Dirichlet-Neumann and Neumann-Neumann Methods for Elliptic Control Problems

TL;DR

This paper applies Dirichlet-Neumann and Neumann-Neumann methods to elliptic PDE control problems with $H^{-1}$ regularization, simplifying the solution of singular perturbed Poisson equations and analyzing their effectiveness in 1D and 2D.

Contribution

It introduces the use of DN and NN methods for $H^{-1}$ regularized elliptic control problems, avoiding coupled bi-Laplacian solutions and providing detailed analysis and numerical results.

Findings

DN and NN methods effectively solve $H^{-1}$ regularized problems.

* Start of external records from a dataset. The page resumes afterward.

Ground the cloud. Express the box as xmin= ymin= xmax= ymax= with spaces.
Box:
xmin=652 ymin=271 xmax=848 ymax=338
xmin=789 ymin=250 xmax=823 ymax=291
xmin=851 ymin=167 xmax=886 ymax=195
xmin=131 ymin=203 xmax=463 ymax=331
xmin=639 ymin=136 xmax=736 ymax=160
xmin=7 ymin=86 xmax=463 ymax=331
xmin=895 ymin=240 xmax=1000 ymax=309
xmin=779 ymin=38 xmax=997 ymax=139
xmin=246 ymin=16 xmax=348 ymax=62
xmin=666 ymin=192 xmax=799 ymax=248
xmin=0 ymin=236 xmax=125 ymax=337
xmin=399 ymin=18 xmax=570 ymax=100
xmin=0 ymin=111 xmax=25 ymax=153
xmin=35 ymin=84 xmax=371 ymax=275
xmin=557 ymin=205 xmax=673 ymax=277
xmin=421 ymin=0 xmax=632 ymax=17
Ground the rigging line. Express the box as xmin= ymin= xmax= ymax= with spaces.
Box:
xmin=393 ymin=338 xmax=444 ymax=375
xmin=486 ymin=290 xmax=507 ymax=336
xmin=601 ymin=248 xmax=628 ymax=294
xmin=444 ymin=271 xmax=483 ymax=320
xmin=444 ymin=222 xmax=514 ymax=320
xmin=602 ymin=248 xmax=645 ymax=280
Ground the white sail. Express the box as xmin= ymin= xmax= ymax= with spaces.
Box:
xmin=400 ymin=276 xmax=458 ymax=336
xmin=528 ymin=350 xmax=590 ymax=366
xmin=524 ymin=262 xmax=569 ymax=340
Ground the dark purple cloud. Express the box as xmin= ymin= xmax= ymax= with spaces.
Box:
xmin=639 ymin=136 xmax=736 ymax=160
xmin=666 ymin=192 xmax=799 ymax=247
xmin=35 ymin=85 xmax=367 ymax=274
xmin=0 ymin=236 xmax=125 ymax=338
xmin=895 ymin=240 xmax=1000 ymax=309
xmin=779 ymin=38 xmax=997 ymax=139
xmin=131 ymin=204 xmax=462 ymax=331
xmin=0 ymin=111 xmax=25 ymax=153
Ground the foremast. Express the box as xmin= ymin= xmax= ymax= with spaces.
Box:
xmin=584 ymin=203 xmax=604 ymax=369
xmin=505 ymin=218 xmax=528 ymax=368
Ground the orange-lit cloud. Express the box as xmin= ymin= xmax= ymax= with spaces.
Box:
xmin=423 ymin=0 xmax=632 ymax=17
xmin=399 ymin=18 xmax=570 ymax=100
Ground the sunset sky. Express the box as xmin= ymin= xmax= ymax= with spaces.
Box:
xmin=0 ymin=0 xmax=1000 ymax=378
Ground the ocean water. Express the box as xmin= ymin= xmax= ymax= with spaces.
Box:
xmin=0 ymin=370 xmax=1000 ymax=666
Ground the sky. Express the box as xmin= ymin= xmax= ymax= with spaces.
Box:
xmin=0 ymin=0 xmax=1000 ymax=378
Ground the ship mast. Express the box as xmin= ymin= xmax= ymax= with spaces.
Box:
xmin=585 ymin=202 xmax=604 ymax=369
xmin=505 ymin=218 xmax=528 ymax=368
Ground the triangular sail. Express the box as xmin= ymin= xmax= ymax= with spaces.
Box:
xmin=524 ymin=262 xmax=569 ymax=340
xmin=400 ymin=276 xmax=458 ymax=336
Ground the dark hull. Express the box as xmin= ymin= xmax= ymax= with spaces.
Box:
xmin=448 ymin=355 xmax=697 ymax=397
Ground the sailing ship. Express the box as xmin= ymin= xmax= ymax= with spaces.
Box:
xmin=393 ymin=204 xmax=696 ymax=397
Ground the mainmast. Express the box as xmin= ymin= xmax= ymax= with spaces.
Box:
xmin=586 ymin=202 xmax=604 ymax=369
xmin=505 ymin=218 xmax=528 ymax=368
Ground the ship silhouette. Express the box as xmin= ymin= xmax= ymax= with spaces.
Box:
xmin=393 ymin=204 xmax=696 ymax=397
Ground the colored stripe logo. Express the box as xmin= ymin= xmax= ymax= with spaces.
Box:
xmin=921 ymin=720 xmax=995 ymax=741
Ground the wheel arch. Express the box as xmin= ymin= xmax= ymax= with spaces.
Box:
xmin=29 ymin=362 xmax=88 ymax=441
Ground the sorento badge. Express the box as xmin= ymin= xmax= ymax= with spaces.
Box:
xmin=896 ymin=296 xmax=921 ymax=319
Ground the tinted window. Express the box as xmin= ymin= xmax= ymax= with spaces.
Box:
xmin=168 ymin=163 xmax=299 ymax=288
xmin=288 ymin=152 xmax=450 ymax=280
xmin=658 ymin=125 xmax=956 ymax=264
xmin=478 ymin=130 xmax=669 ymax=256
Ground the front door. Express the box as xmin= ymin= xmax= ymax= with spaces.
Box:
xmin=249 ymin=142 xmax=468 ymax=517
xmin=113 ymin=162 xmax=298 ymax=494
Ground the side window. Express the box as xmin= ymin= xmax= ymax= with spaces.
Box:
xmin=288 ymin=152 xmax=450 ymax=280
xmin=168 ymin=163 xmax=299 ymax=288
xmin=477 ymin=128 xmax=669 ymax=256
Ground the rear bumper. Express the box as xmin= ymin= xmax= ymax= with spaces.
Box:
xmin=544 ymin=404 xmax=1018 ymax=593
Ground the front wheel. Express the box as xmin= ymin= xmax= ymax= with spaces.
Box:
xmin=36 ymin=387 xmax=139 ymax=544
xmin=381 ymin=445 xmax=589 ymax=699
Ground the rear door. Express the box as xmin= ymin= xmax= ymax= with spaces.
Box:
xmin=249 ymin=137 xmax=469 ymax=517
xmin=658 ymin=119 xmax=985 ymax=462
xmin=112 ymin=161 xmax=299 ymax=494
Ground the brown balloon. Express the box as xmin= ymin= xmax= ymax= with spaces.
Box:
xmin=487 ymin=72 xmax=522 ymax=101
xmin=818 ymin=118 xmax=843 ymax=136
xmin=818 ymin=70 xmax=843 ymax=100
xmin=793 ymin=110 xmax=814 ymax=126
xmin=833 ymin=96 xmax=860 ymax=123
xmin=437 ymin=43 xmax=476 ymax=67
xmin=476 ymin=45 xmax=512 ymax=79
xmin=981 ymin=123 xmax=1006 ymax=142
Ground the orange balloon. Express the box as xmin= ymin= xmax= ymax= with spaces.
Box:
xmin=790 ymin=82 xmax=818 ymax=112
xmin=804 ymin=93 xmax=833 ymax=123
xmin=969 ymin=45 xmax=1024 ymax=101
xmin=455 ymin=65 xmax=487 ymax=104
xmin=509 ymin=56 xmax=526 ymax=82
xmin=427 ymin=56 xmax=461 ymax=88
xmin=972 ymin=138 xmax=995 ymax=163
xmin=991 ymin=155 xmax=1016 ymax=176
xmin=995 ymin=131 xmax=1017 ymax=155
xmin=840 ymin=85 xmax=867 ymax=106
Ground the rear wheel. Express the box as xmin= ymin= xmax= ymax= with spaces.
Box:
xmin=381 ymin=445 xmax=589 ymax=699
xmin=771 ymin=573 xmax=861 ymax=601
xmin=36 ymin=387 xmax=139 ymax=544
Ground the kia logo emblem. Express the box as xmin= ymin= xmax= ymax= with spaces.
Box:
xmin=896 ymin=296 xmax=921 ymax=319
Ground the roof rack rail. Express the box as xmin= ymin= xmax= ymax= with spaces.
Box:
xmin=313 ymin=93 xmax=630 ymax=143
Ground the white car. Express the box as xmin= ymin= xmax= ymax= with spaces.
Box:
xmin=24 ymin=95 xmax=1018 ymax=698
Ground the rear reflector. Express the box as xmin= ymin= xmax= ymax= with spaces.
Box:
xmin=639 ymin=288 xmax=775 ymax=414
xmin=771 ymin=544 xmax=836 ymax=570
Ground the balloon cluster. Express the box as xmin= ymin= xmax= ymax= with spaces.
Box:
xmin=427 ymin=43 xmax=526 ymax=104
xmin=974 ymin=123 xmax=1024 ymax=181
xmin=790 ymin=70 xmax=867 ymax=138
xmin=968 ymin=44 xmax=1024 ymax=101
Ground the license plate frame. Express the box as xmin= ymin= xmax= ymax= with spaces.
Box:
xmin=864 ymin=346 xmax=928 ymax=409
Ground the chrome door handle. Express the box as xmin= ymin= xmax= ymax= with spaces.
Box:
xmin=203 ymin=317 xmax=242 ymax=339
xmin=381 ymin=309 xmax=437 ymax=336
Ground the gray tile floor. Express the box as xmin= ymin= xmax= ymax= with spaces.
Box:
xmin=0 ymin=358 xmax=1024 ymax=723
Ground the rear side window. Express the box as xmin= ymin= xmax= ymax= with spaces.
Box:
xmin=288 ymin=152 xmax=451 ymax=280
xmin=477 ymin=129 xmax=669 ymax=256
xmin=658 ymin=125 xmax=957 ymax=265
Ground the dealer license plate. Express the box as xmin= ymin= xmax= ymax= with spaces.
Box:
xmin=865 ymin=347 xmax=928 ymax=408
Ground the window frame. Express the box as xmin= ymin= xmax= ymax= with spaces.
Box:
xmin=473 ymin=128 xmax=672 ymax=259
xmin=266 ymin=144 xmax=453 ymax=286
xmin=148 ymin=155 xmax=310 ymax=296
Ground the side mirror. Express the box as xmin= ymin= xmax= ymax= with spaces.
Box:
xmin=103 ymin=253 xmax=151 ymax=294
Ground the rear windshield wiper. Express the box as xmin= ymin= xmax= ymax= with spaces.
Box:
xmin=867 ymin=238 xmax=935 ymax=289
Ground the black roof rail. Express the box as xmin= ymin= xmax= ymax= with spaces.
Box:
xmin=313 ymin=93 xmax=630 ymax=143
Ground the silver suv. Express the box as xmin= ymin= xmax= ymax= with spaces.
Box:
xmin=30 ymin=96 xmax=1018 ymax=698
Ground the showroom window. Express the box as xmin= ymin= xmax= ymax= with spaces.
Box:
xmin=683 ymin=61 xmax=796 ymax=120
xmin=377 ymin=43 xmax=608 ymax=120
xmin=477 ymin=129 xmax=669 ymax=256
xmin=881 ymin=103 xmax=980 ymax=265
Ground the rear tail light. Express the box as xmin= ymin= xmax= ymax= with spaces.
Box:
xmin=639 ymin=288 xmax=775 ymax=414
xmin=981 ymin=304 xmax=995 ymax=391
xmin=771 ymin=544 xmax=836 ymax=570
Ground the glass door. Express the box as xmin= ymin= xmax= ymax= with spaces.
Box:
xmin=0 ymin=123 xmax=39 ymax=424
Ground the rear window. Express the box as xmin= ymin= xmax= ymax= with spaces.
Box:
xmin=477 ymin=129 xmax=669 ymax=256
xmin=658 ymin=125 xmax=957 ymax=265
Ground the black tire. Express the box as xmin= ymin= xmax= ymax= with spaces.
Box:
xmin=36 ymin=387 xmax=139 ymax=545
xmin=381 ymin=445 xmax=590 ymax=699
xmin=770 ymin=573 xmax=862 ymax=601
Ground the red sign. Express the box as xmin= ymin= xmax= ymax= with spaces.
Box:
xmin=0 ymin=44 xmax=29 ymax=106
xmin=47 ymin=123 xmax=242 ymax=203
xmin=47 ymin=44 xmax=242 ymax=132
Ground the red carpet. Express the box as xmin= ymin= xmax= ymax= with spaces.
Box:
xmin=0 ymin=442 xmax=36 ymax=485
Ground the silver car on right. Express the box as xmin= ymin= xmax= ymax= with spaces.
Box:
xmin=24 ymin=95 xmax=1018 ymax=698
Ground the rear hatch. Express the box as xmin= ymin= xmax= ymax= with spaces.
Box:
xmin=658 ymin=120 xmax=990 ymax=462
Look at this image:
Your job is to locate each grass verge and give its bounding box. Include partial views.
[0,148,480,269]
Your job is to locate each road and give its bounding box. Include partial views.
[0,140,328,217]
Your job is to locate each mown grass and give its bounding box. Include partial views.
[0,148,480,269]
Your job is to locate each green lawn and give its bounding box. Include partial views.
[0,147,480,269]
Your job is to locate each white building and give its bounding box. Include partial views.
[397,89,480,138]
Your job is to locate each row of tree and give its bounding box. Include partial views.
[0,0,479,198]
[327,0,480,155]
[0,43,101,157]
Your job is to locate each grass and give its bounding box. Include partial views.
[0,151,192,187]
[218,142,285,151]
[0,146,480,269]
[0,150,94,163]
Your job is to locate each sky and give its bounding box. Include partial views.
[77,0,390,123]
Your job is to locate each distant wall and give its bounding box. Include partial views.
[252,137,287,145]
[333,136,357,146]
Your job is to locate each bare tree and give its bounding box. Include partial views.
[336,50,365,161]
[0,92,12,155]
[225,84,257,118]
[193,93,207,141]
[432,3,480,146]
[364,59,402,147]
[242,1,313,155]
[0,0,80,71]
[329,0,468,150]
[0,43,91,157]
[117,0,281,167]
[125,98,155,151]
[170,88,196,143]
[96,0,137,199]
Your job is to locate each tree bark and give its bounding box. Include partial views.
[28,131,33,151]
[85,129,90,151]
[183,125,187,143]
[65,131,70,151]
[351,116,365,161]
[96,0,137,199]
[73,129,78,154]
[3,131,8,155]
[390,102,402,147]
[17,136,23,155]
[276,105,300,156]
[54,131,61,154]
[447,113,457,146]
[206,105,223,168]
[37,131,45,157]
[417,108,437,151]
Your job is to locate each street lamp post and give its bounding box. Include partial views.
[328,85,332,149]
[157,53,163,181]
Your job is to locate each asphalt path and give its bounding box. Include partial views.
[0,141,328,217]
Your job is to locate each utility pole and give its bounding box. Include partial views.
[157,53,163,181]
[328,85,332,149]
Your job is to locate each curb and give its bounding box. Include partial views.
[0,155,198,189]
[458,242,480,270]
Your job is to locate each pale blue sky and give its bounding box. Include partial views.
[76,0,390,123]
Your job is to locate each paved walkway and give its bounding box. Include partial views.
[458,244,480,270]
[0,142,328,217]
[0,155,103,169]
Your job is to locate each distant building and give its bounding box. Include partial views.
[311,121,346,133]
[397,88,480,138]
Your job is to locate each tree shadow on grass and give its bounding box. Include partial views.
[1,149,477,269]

The approach simplifies handling less regular solutions.

Numerical experiments confirm the methods' efficiency.

Abstract

We present the Dirichlet-Neumann (DN) and Neumann-Neumann (NN) methods applied to the optimal control problems arising from elliptic partial differential equations (PDEs) under the $H^{-1}$ regularization. We use the Lagrange multiplier approach to derive a forward-backward optimality system with the $L^2$ regularization, and a singular perturbed Poisson equation with the $H^{-1}$ regularization. The $H^{-1}$ regularization thus avoids solving a coupled bi-Laplacian problem, yet the solutions are less regular. The singular perturbed Poisson equation is then solved by using the DN and NN methods, and a detailed analysis is given both in the one-dimensional and two-dimensional case. Finally, we provide some numerical experiments with conclusions.